Chez Lalla comme chez Silesius, l’expression poétique ne se caractérise pas seulement par une certaine concision formelle, mais aussi par la clarté et la sobriété de l’expression, et par la vigueur incisive des images. On y retrouve aussi un caractère audacieux et implacable dans les modes d’expression spirituelle.
Parallèlement, la poésie de Frithjof Schuon est moins allusive — comme peut l’être la poésie japonaise, surtout le haiku — que didactique et symbolique; elle insiste donc sur la continuité entre l’intuition spirituelle et le langage, plutôt qu’elle ne cherche à désarticuler ou “brûler” ce dernier à des fins “apophatiques.” Cet aspect de la poésie de Schuon est sans aucun doute lié à la fonction normative et intégratrice qui est dévolue au logos et à la raison dans la perspective spirituelle ouverte par Schuon. De même, la concision intellective de l’expression poétique de son oeuvre explique pour une large part que Schuon ne montre pas d’affinité avec l’exubérance imaginale et l’expression symbolique de la poésie soufie, bien qu’il ait écrit quelques poésies mystiques en arabe. Il s’agit plutôt pour lui de produire une poésie dans laquelle la forme soit solidement subordonnée au contenu qui l’ordonne.
La poésie est le langage de l’âme
Schuon n’insiste guère sur la “polysémie” poétique — sans la nier de toute évidence, probablement parce qu’il entend “parer au plus pressé” et se garder des écueils d’un relativisme littéraire au goût du jour. Quoi qu’il en soit, le fait que l’oeuvre poétique de Schuon ait été quasi-exclusivement composé en allemand, sa langue maternelle, indique à quel point la poésie constitue pour lui le langage de l’âme, en un sens à la fois individuel et collectif. Par contraste l’expression en prose, presque uniquement réservée à la langue française, relève de l’esprit ou en tout cas de la raison en tant qu’elle constitue un reflet de ce dernier. Les vertus que Schuon reconnaît respectivement à l’allemand et au français se refèrent aussi respectivement à la puissance d’évocation imaginaire et symbolique — qui se rapporte en définitive au psycho-spirituel — et à la précision analytique — qui est en consonance avec l’expression conceptuelle du spirituel.
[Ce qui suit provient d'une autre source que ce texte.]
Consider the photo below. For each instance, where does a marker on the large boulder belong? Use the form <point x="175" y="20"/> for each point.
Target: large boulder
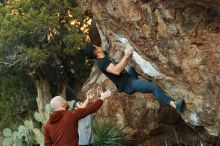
<point x="177" y="45"/>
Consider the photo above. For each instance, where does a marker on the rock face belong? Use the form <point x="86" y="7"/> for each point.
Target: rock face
<point x="180" y="39"/>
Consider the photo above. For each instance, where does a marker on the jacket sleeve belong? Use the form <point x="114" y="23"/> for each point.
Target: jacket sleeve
<point x="47" y="138"/>
<point x="92" y="108"/>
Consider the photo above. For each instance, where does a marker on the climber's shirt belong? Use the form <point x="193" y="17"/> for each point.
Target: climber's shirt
<point x="119" y="80"/>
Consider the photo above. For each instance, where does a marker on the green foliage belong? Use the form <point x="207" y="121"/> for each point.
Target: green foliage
<point x="107" y="135"/>
<point x="7" y="132"/>
<point x="29" y="133"/>
<point x="17" y="98"/>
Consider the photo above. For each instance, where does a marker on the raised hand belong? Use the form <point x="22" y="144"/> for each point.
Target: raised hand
<point x="105" y="94"/>
<point x="89" y="94"/>
<point x="99" y="91"/>
<point x="128" y="50"/>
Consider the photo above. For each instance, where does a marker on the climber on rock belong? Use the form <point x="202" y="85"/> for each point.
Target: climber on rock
<point x="127" y="81"/>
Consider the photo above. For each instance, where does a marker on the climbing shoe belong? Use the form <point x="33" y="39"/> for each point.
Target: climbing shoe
<point x="180" y="105"/>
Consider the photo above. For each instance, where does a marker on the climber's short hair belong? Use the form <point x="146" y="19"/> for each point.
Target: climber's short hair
<point x="90" y="51"/>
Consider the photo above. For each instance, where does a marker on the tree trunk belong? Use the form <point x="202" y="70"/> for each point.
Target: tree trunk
<point x="43" y="93"/>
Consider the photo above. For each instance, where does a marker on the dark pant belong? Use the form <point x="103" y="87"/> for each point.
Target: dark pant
<point x="144" y="86"/>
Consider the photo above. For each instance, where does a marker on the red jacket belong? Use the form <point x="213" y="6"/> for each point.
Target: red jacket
<point x="61" y="129"/>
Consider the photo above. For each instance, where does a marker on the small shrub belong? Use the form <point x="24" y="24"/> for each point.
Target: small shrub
<point x="107" y="135"/>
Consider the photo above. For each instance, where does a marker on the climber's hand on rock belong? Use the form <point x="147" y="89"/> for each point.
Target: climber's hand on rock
<point x="128" y="51"/>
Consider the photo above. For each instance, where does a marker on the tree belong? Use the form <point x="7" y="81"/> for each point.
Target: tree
<point x="45" y="38"/>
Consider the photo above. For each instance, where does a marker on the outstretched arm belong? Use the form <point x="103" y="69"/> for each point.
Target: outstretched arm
<point x="89" y="96"/>
<point x="118" y="68"/>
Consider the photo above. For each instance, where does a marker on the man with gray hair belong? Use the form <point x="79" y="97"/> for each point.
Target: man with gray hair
<point x="61" y="129"/>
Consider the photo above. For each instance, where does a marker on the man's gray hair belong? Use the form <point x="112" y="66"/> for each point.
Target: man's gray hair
<point x="56" y="103"/>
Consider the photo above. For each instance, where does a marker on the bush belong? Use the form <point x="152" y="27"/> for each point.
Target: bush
<point x="107" y="135"/>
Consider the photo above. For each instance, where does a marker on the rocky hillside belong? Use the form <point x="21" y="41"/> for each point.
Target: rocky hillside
<point x="177" y="45"/>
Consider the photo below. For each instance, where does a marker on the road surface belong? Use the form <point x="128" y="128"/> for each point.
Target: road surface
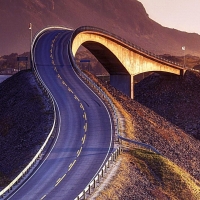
<point x="85" y="129"/>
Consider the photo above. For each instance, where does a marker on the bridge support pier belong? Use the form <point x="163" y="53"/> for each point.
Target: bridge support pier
<point x="124" y="83"/>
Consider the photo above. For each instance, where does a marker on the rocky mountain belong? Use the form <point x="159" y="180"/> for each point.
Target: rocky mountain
<point x="127" y="19"/>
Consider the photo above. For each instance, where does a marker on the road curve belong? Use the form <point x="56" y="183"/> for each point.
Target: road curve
<point x="85" y="129"/>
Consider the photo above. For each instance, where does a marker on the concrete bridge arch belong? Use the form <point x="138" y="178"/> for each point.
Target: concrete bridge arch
<point x="121" y="59"/>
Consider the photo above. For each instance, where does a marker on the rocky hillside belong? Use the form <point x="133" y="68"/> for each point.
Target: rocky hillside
<point x="128" y="20"/>
<point x="26" y="115"/>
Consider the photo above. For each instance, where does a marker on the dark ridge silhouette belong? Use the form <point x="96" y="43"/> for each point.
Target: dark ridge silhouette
<point x="129" y="20"/>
La première poésie de Schuon — celle de Sulamith notamment —, spirituellement tributaire du Cantique des Cantiques, faisait également écho au Romantisme allemand et au Sturm und Drang; elle était aussi peut-être plus centrée sur l’aspect “perception” que sur l’aspect “transmission”, en ce sens du moins qu’elle révélait davantage une “ivresse” des archétypes qu’un souci d’enseignement. La poésie des dernières années de la vie de Schuon, son testament sapientiel et poétique ici présenté, plus didactique et nettement plus sobre, est en un sens plus aisément et universellement accessible.
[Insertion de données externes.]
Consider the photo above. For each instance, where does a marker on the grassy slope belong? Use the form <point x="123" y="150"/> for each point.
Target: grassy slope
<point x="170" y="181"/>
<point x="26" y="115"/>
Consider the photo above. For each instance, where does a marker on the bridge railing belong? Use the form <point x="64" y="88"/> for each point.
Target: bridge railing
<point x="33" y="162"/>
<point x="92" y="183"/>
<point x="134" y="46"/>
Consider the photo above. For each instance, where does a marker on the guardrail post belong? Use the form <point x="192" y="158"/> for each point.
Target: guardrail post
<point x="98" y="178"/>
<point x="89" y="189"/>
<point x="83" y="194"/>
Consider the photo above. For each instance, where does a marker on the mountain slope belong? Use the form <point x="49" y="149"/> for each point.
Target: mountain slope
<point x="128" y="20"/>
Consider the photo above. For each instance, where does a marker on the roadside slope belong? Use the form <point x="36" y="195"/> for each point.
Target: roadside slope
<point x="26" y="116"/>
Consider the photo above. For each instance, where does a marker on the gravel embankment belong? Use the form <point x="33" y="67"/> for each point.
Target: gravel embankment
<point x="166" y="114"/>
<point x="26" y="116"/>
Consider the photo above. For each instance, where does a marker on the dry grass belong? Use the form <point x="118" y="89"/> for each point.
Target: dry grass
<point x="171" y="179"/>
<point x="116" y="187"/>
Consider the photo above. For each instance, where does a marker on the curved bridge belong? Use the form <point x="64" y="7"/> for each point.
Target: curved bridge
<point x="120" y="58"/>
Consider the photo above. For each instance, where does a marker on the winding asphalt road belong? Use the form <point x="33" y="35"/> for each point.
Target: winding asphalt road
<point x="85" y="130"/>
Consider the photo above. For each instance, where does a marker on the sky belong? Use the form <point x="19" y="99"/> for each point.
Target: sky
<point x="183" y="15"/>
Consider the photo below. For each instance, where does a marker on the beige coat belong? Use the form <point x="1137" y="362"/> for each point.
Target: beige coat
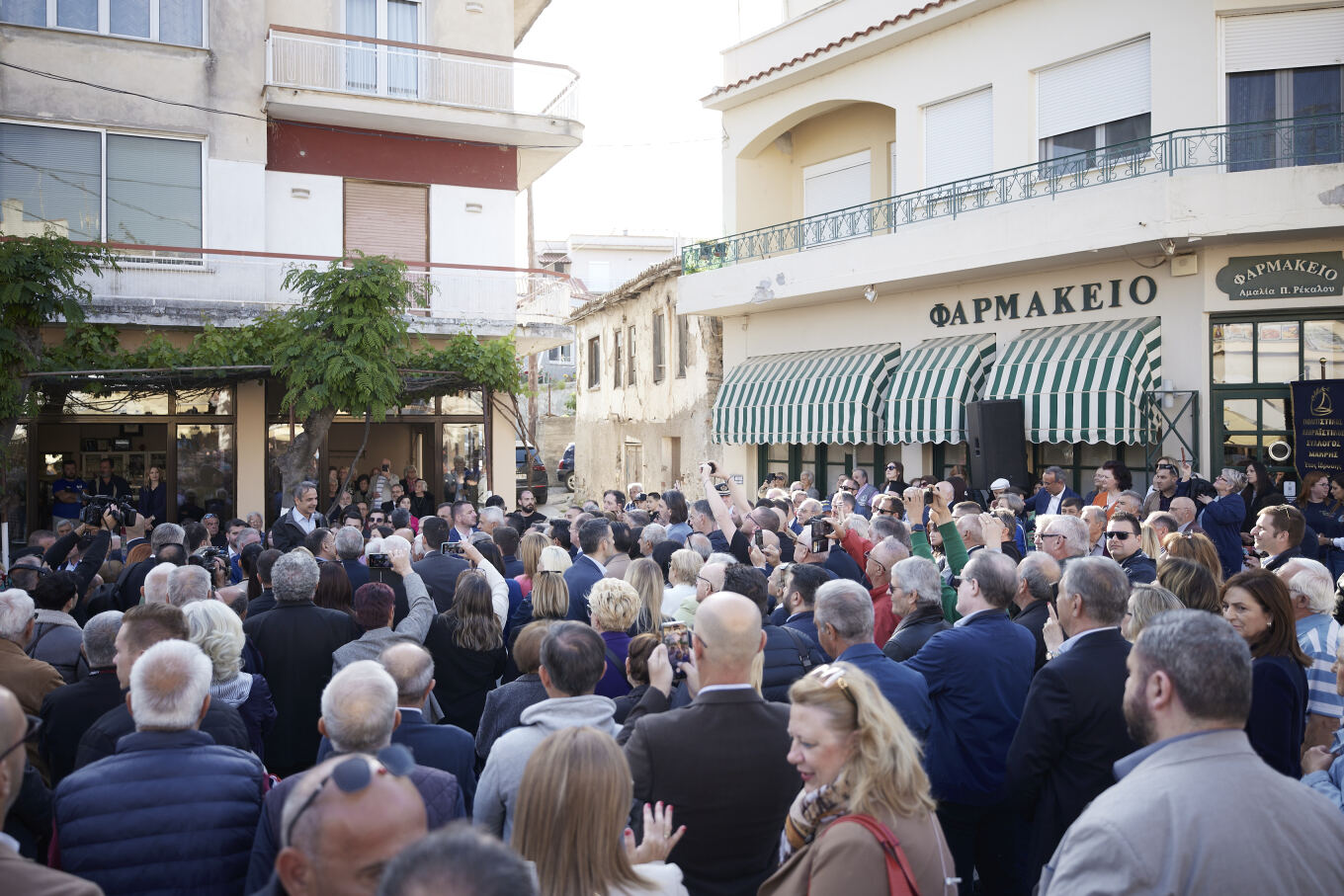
<point x="846" y="858"/>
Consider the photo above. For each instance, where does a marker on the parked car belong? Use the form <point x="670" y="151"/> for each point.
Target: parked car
<point x="531" y="471"/>
<point x="564" y="469"/>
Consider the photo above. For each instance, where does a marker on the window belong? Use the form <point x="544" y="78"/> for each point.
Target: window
<point x="660" y="368"/>
<point x="179" y="22"/>
<point x="1258" y="98"/>
<point x="1101" y="100"/>
<point x="594" y="362"/>
<point x="58" y="178"/>
<point x="684" y="351"/>
<point x="959" y="138"/>
<point x="630" y="357"/>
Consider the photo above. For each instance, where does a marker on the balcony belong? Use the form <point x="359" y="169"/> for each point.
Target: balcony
<point x="167" y="286"/>
<point x="406" y="88"/>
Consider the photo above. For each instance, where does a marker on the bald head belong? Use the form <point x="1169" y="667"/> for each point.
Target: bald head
<point x="727" y="629"/>
<point x="344" y="839"/>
S’il en est ainsi, c’est sans aucun doute parce qu’elle est est moins “subjective” et plus centrée sur le pôle “mode d’assimilation” — en vertu d’un souci d’enseignement — que sur le pôle “mode de perception.” Elle constitue aussi un type d’enseignement synthétique complémentaire de celui qui se trouve dispensé dans les livres en prose. Le fréquent recours à la seconde personne — que l’on retrouve d’ailleurs chez Angelus Silesius et dans une moindre mesure chez Lalla Yogeshwari — rend témoignage de l’aspect didactique de cette poésie, en même temps que son parfum de testament et de présence personnelle, d’intimité spirituelle si l’on veut. Plus profondément encore, il révèle une perspective intellective selon laquelle l’âme est en quelque sorte “objectivée” en tant qu’interlocutrice de l’Intellect ou de l’Esprit.